But the 700-page report, which covers all aspects of social life in the UK for the various races, religions and cultures, says there are indications that in several respects things are improving.

The report titled “How Fair is Britain” says the UK is increasingly at ease with diversity of all kinds, and intolerant of discrimination of any kind. But while it does point to a few areas where the circumstances of Afro-Caribbean people show signs of improving, for the most part the document’s reflection of the lives of Black Caribbean people in the UK makes dismal reading.

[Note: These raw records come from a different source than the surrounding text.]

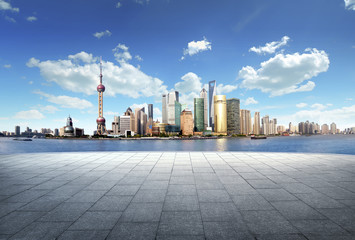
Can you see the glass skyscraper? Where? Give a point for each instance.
(199, 119)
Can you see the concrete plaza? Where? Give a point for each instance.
(177, 195)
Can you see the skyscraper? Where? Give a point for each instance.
(233, 118)
(245, 122)
(265, 122)
(203, 94)
(164, 109)
(256, 129)
(211, 93)
(172, 97)
(199, 119)
(220, 114)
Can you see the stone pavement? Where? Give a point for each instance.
(177, 195)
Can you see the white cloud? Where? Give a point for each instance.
(66, 101)
(250, 101)
(30, 114)
(195, 47)
(344, 117)
(350, 4)
(301, 105)
(121, 53)
(191, 83)
(284, 74)
(270, 47)
(99, 35)
(79, 73)
(31, 18)
(223, 89)
(7, 6)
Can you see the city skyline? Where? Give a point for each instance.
(51, 75)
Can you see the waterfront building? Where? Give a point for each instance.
(333, 128)
(177, 115)
(164, 101)
(220, 114)
(245, 122)
(256, 128)
(265, 125)
(325, 129)
(199, 118)
(116, 125)
(150, 115)
(101, 122)
(68, 129)
(187, 122)
(233, 116)
(17, 131)
(211, 93)
(203, 94)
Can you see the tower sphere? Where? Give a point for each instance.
(100, 120)
(101, 88)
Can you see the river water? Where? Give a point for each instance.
(313, 144)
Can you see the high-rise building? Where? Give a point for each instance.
(101, 126)
(172, 97)
(333, 128)
(187, 122)
(325, 129)
(177, 115)
(245, 122)
(150, 115)
(199, 118)
(256, 129)
(203, 94)
(233, 116)
(220, 114)
(265, 125)
(17, 131)
(164, 101)
(211, 93)
(116, 125)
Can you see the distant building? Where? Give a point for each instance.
(233, 116)
(204, 95)
(116, 125)
(256, 129)
(199, 118)
(187, 122)
(220, 114)
(17, 131)
(164, 101)
(245, 122)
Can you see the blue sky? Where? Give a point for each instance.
(291, 60)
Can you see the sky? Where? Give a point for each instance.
(291, 60)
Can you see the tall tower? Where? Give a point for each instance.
(101, 127)
(211, 94)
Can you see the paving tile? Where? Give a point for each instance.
(181, 203)
(96, 221)
(42, 230)
(84, 235)
(142, 212)
(180, 223)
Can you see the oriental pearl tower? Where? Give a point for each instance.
(101, 127)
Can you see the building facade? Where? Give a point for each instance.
(199, 118)
(204, 95)
(233, 116)
(187, 122)
(220, 114)
(211, 93)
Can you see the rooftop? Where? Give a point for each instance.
(177, 195)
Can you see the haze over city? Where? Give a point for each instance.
(292, 61)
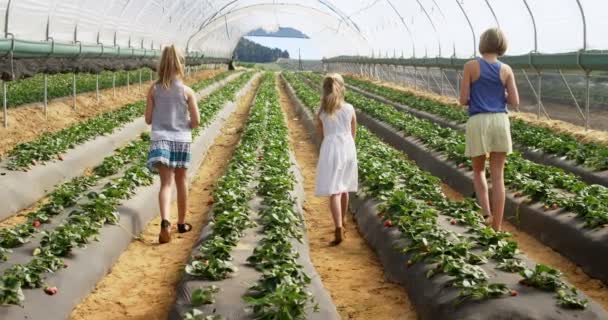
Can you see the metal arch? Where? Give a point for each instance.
(409, 31)
(6, 18)
(533, 25)
(493, 13)
(466, 16)
(265, 4)
(342, 16)
(426, 13)
(580, 7)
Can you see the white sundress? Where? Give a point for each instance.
(337, 166)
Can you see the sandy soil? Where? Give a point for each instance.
(28, 122)
(350, 272)
(528, 114)
(540, 253)
(150, 272)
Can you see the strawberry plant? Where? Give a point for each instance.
(528, 135)
(204, 295)
(86, 218)
(546, 184)
(413, 202)
(281, 291)
(30, 90)
(49, 146)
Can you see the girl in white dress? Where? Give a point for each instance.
(337, 167)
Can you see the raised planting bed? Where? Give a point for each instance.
(452, 266)
(569, 216)
(252, 261)
(129, 200)
(71, 151)
(587, 160)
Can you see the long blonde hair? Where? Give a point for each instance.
(333, 93)
(171, 66)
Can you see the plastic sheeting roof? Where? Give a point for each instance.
(338, 27)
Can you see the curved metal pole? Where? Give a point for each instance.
(432, 24)
(269, 4)
(493, 13)
(409, 31)
(580, 7)
(466, 16)
(533, 25)
(6, 18)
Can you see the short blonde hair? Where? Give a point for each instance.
(493, 40)
(171, 66)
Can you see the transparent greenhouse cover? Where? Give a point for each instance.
(406, 28)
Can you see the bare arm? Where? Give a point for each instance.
(353, 126)
(195, 117)
(149, 105)
(512, 93)
(465, 86)
(319, 127)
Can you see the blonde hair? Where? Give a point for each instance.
(171, 66)
(333, 93)
(493, 40)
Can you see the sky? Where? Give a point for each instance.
(306, 46)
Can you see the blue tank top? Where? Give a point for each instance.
(488, 92)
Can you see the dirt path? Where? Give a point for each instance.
(27, 122)
(542, 254)
(142, 283)
(350, 272)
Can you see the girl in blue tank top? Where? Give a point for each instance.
(172, 111)
(487, 87)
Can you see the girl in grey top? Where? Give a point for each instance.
(172, 111)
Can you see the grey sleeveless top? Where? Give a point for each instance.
(170, 117)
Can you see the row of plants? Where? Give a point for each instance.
(281, 292)
(231, 197)
(412, 201)
(546, 184)
(83, 224)
(68, 193)
(59, 85)
(591, 155)
(51, 146)
(87, 217)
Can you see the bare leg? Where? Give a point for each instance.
(336, 210)
(497, 166)
(344, 204)
(480, 184)
(164, 195)
(182, 194)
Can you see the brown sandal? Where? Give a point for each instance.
(165, 232)
(184, 227)
(339, 236)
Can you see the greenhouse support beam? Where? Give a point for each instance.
(97, 87)
(74, 91)
(588, 98)
(46, 94)
(535, 93)
(4, 104)
(578, 107)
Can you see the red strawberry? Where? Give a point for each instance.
(51, 290)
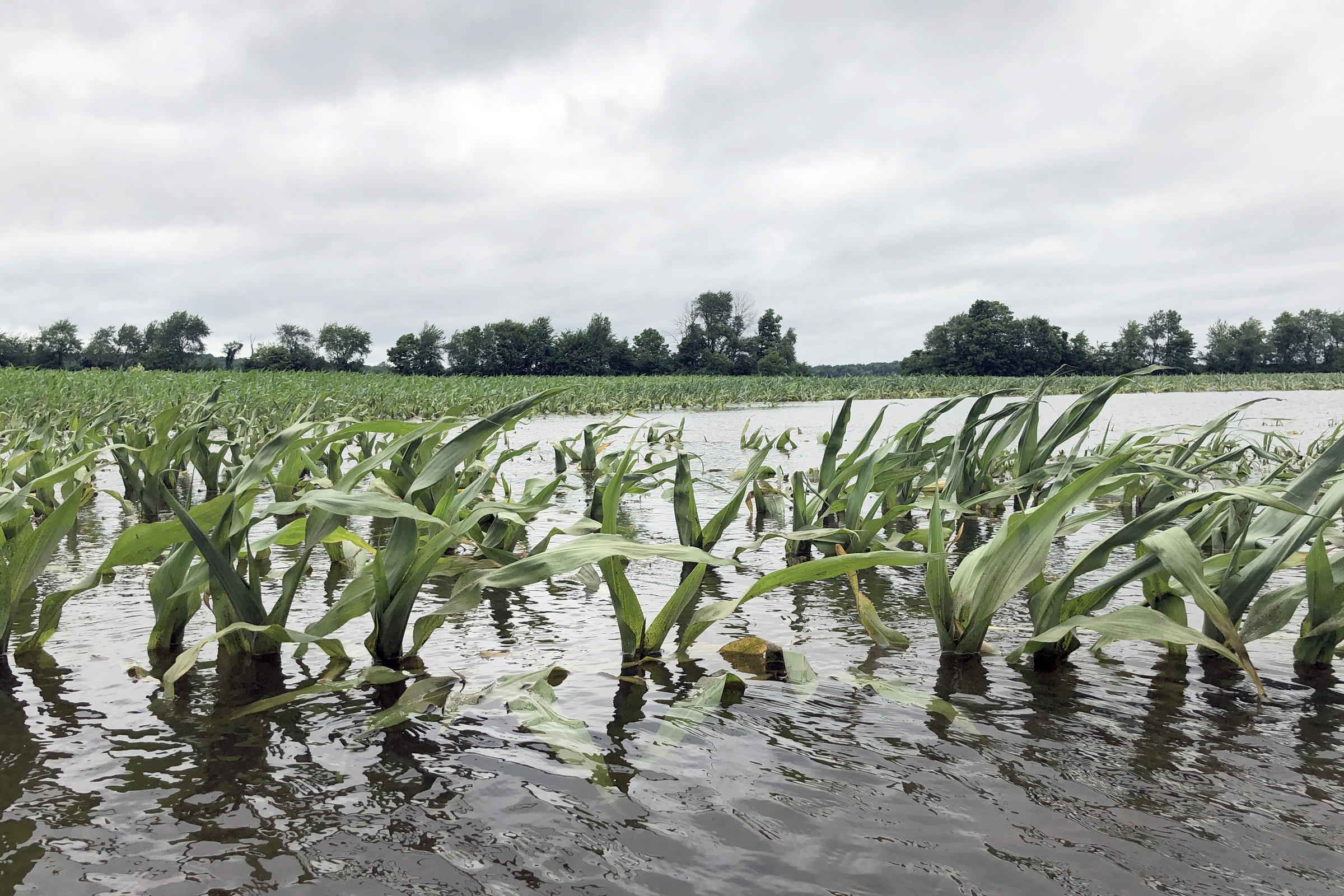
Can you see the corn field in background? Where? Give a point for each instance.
(277, 394)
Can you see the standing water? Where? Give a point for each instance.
(1123, 773)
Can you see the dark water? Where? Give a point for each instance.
(1127, 774)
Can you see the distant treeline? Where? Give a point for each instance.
(835, 371)
(718, 334)
(988, 340)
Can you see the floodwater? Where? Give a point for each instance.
(1131, 773)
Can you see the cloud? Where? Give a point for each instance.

The report is issued by the UK’s Equality and Human Right Commission, chaired by Trevor Phillips, who is Black-British of Guyanese descent. It highlights a number of areas in which there are continuing shortcomings in British society based on race, social class, religion and other aspects but it concludes that things are in fact getting better.

According to the rights watchdog, there is much that should make people hopeful. It says many of the old biases are, if not vanquished, on their way out. But, it notes there is also a great deal still to be done; and there are new challenges emerging.

The report states in bold print that Black Caribbean people stand out as having lower levels of functional literacy, even among those for whom English is a first language. (The great majority of Afro-Caribbean people in Britain are from – or have roots – in the English-speaking Caribbean).

Only one in 10 Black Caribbean – and Black African – men are employed in managerial jobs, half the rate for all men in the country. However, on the plus side, Black Caribbean women are more likely than any other group of women to work full-time.